We humans long assumed that our visual system stood
at the top of evolutionary success. Our knowledge of
colour vision was primarily based on what humans see:
researchers easily performed experiments on colour
perception in humans. Although scientists obtained
supporting information from a variety of other species by
recording the firing of neurons, we remained unaware
until the early 1970s that many vertebrates, mostly
animals other than mammals, see colours in a part of
the spectrum that is invisible to humans: the ultraviolet.

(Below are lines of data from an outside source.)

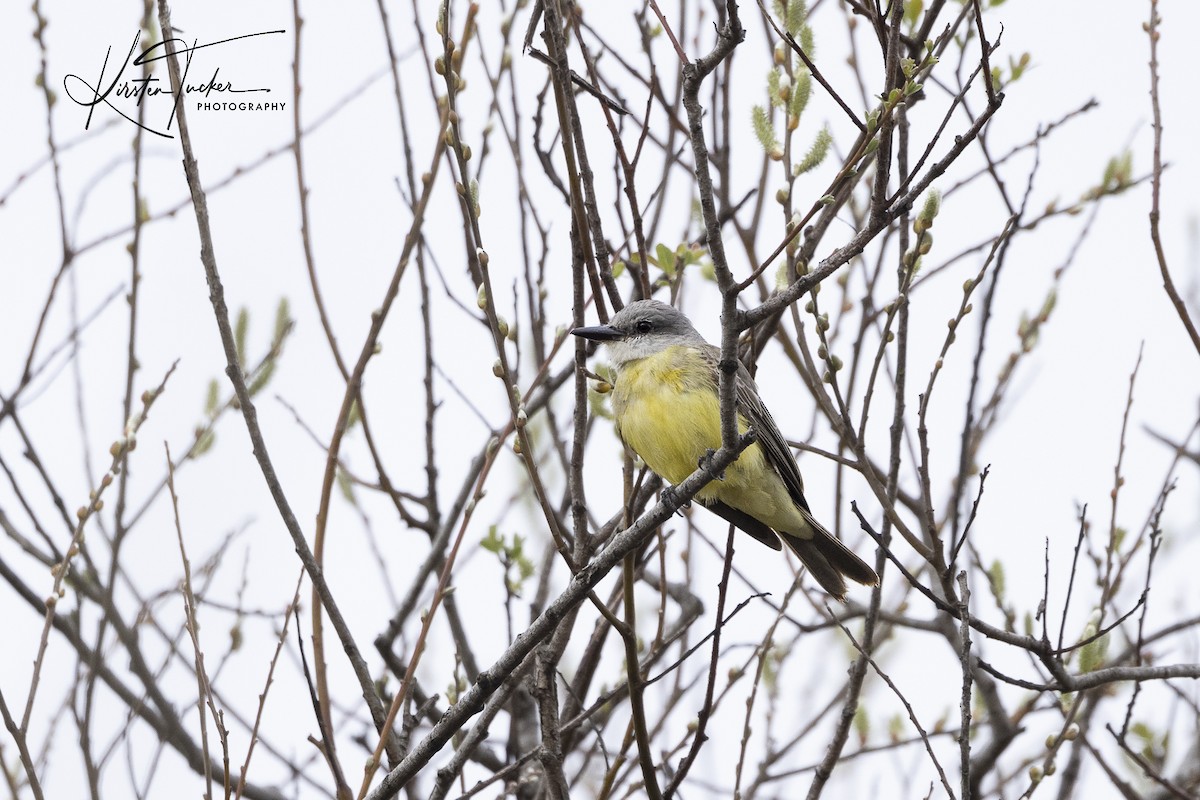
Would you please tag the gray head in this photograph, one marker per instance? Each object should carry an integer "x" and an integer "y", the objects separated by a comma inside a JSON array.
[{"x": 641, "y": 329}]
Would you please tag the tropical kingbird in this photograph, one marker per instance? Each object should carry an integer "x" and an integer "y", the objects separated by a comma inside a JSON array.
[{"x": 669, "y": 411}]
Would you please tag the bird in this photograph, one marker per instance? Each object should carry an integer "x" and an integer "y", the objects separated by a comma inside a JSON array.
[{"x": 666, "y": 404}]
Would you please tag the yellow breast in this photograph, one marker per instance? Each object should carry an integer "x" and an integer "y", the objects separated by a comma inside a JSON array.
[{"x": 669, "y": 413}]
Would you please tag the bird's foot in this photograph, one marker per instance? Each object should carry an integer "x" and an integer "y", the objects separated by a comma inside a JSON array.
[
  {"x": 706, "y": 462},
  {"x": 671, "y": 495}
]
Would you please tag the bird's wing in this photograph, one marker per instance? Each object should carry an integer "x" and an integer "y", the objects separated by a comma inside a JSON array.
[
  {"x": 743, "y": 521},
  {"x": 772, "y": 441}
]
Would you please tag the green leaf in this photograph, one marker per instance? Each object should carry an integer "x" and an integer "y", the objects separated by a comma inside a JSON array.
[
  {"x": 816, "y": 154},
  {"x": 492, "y": 542},
  {"x": 347, "y": 487},
  {"x": 801, "y": 94},
  {"x": 1092, "y": 655},
  {"x": 912, "y": 10},
  {"x": 666, "y": 259},
  {"x": 263, "y": 377},
  {"x": 797, "y": 13},
  {"x": 766, "y": 133},
  {"x": 862, "y": 723},
  {"x": 282, "y": 322},
  {"x": 773, "y": 78}
]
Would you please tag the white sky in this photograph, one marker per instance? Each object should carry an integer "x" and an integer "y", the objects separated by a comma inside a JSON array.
[{"x": 1056, "y": 446}]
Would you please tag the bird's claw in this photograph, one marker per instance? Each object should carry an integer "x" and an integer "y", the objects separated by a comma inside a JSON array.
[{"x": 671, "y": 495}]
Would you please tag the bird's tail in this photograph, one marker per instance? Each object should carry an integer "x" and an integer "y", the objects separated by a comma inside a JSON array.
[{"x": 828, "y": 560}]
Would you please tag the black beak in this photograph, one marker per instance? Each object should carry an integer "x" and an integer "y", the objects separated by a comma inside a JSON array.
[{"x": 599, "y": 334}]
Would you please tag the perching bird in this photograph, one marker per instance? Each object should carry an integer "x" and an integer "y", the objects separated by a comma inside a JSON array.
[{"x": 667, "y": 410}]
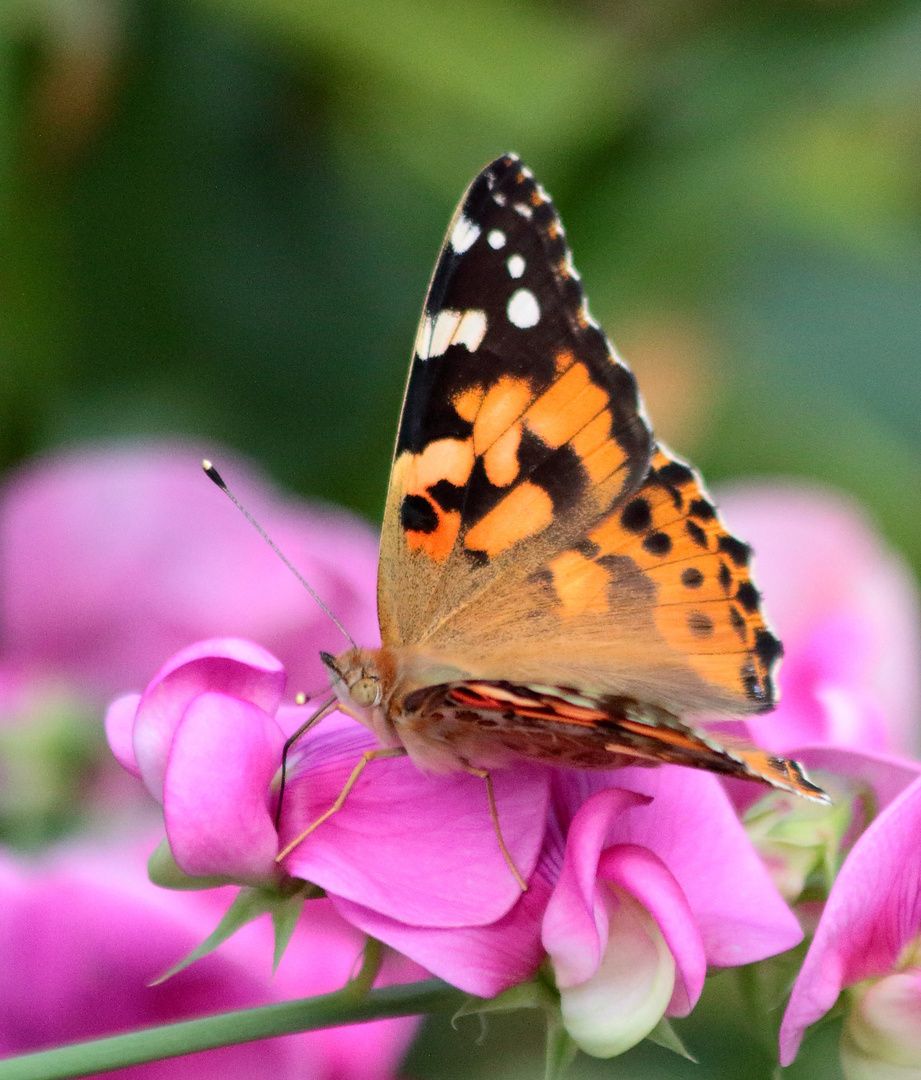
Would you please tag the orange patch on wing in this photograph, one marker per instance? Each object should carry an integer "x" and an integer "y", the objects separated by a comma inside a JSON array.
[
  {"x": 501, "y": 459},
  {"x": 579, "y": 583},
  {"x": 438, "y": 543},
  {"x": 563, "y": 361},
  {"x": 468, "y": 402},
  {"x": 450, "y": 459},
  {"x": 526, "y": 510},
  {"x": 504, "y": 402},
  {"x": 566, "y": 407},
  {"x": 600, "y": 455}
]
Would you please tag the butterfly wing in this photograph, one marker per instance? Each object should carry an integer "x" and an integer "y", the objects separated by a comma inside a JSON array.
[
  {"x": 487, "y": 723},
  {"x": 533, "y": 532},
  {"x": 519, "y": 424}
]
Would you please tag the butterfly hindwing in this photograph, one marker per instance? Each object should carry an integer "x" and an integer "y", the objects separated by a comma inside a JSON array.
[
  {"x": 561, "y": 727},
  {"x": 519, "y": 422},
  {"x": 533, "y": 532}
]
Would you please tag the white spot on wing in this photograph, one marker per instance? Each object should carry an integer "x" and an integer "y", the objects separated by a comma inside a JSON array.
[
  {"x": 471, "y": 329},
  {"x": 463, "y": 234},
  {"x": 447, "y": 328},
  {"x": 515, "y": 265},
  {"x": 523, "y": 309}
]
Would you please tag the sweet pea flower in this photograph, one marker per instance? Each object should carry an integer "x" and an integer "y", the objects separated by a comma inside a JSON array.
[
  {"x": 869, "y": 933},
  {"x": 112, "y": 557},
  {"x": 659, "y": 881},
  {"x": 414, "y": 859},
  {"x": 847, "y": 610},
  {"x": 421, "y": 851},
  {"x": 83, "y": 935}
]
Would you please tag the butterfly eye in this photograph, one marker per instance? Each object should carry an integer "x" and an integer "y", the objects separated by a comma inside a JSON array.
[{"x": 365, "y": 691}]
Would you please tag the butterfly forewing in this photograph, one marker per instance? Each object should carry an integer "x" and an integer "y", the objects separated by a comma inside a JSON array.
[
  {"x": 552, "y": 583},
  {"x": 518, "y": 423}
]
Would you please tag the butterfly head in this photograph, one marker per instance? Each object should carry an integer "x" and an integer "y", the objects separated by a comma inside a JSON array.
[{"x": 355, "y": 680}]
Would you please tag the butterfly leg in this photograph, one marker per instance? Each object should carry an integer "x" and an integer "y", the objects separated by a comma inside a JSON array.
[
  {"x": 369, "y": 755},
  {"x": 493, "y": 813},
  {"x": 324, "y": 710}
]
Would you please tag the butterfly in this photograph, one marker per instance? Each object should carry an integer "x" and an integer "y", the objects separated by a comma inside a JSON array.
[{"x": 554, "y": 584}]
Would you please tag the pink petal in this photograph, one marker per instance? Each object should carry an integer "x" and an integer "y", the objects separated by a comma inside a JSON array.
[
  {"x": 574, "y": 927},
  {"x": 692, "y": 827},
  {"x": 229, "y": 665},
  {"x": 417, "y": 848},
  {"x": 646, "y": 877},
  {"x": 113, "y": 557},
  {"x": 120, "y": 718},
  {"x": 215, "y": 797},
  {"x": 820, "y": 562},
  {"x": 874, "y": 910},
  {"x": 482, "y": 960},
  {"x": 628, "y": 994}
]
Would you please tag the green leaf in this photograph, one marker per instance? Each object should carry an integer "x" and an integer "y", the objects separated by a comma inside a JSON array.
[{"x": 664, "y": 1035}]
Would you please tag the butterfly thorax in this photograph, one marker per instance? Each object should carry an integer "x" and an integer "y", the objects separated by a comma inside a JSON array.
[{"x": 373, "y": 686}]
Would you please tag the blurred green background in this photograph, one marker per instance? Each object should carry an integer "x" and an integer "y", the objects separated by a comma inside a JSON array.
[{"x": 218, "y": 218}]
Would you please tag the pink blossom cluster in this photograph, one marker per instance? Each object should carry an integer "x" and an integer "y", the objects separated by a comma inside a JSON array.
[{"x": 639, "y": 880}]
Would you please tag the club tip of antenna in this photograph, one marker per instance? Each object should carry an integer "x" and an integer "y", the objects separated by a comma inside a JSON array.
[{"x": 212, "y": 473}]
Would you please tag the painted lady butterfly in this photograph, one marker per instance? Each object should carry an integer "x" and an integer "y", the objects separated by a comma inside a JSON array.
[{"x": 553, "y": 583}]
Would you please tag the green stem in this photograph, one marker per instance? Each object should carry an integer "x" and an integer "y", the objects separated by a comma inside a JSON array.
[{"x": 228, "y": 1029}]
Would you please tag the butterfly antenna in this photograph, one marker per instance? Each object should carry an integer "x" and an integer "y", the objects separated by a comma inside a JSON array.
[{"x": 215, "y": 476}]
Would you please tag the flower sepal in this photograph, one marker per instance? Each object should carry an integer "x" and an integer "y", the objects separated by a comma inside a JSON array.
[
  {"x": 665, "y": 1035},
  {"x": 881, "y": 1038},
  {"x": 800, "y": 841},
  {"x": 285, "y": 906},
  {"x": 164, "y": 872}
]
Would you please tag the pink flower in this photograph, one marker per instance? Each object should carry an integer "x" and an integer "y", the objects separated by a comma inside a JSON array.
[
  {"x": 206, "y": 739},
  {"x": 83, "y": 934},
  {"x": 658, "y": 883},
  {"x": 847, "y": 610},
  {"x": 870, "y": 929},
  {"x": 414, "y": 860},
  {"x": 113, "y": 557}
]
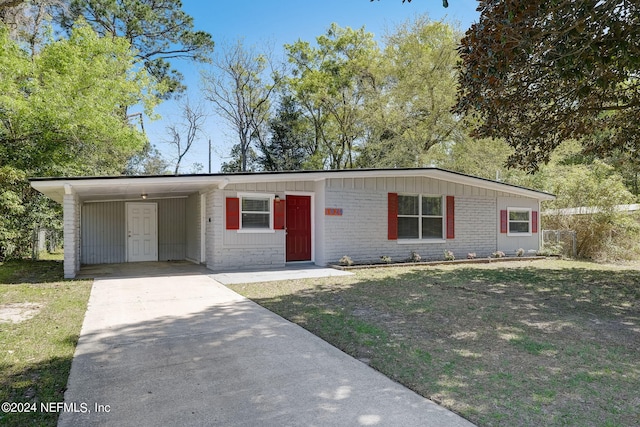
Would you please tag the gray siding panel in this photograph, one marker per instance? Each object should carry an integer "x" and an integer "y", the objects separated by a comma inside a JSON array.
[
  {"x": 193, "y": 227},
  {"x": 171, "y": 229},
  {"x": 103, "y": 233}
]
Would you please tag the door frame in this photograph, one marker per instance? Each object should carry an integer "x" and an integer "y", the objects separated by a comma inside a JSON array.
[
  {"x": 126, "y": 228},
  {"x": 312, "y": 211}
]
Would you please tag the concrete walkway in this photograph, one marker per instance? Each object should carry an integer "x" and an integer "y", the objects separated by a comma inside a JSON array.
[{"x": 185, "y": 350}]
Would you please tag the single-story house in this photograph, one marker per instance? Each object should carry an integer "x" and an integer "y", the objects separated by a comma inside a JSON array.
[{"x": 268, "y": 219}]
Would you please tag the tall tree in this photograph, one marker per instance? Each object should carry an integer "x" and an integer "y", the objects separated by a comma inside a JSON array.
[
  {"x": 540, "y": 72},
  {"x": 158, "y": 30},
  {"x": 289, "y": 145},
  {"x": 62, "y": 105},
  {"x": 408, "y": 112},
  {"x": 329, "y": 80},
  {"x": 28, "y": 20},
  {"x": 182, "y": 135},
  {"x": 240, "y": 85}
]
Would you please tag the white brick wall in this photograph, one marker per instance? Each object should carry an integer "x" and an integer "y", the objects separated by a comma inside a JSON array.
[
  {"x": 228, "y": 249},
  {"x": 361, "y": 232}
]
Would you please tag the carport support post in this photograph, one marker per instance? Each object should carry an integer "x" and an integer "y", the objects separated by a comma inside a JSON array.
[{"x": 71, "y": 221}]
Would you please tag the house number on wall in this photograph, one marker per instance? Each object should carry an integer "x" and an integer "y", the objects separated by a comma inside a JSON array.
[{"x": 333, "y": 211}]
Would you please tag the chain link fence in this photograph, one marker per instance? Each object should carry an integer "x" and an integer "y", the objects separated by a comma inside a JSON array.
[{"x": 561, "y": 242}]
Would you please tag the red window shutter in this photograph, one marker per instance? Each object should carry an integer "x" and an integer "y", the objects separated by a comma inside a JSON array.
[
  {"x": 451, "y": 227},
  {"x": 392, "y": 216},
  {"x": 233, "y": 213},
  {"x": 279, "y": 209},
  {"x": 504, "y": 221}
]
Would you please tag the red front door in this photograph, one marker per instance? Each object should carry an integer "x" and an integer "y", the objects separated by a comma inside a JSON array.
[{"x": 298, "y": 228}]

In fact, the discovery of ultraviolet vision began with
studies of insects conducted by Sir John Lubbock, who
discovered sometime before 1882 that in the presence
of ultraviolet light, ants would pick up their young and
carry them to dark areas or to areas illuminated by
longer wavelengths of light. In the mid-1900s, Karl von
Frisch and his students showed that bees and ants not
only see ultraviolet light as a distinct colour but use
ultraviolet in skylight as a compass. The finding that a
great number of insects perceive ultraviolet light
misleadingly gave rise to the idea that this spectral
region provides a private sensory channel that avian
predators like eagles and vultures cannot see. Nothing,
however, could have been further from the truth.
Subsequent research showed that birds, lizards, turtles
and many fish have ultraviolet receptors in their retinas.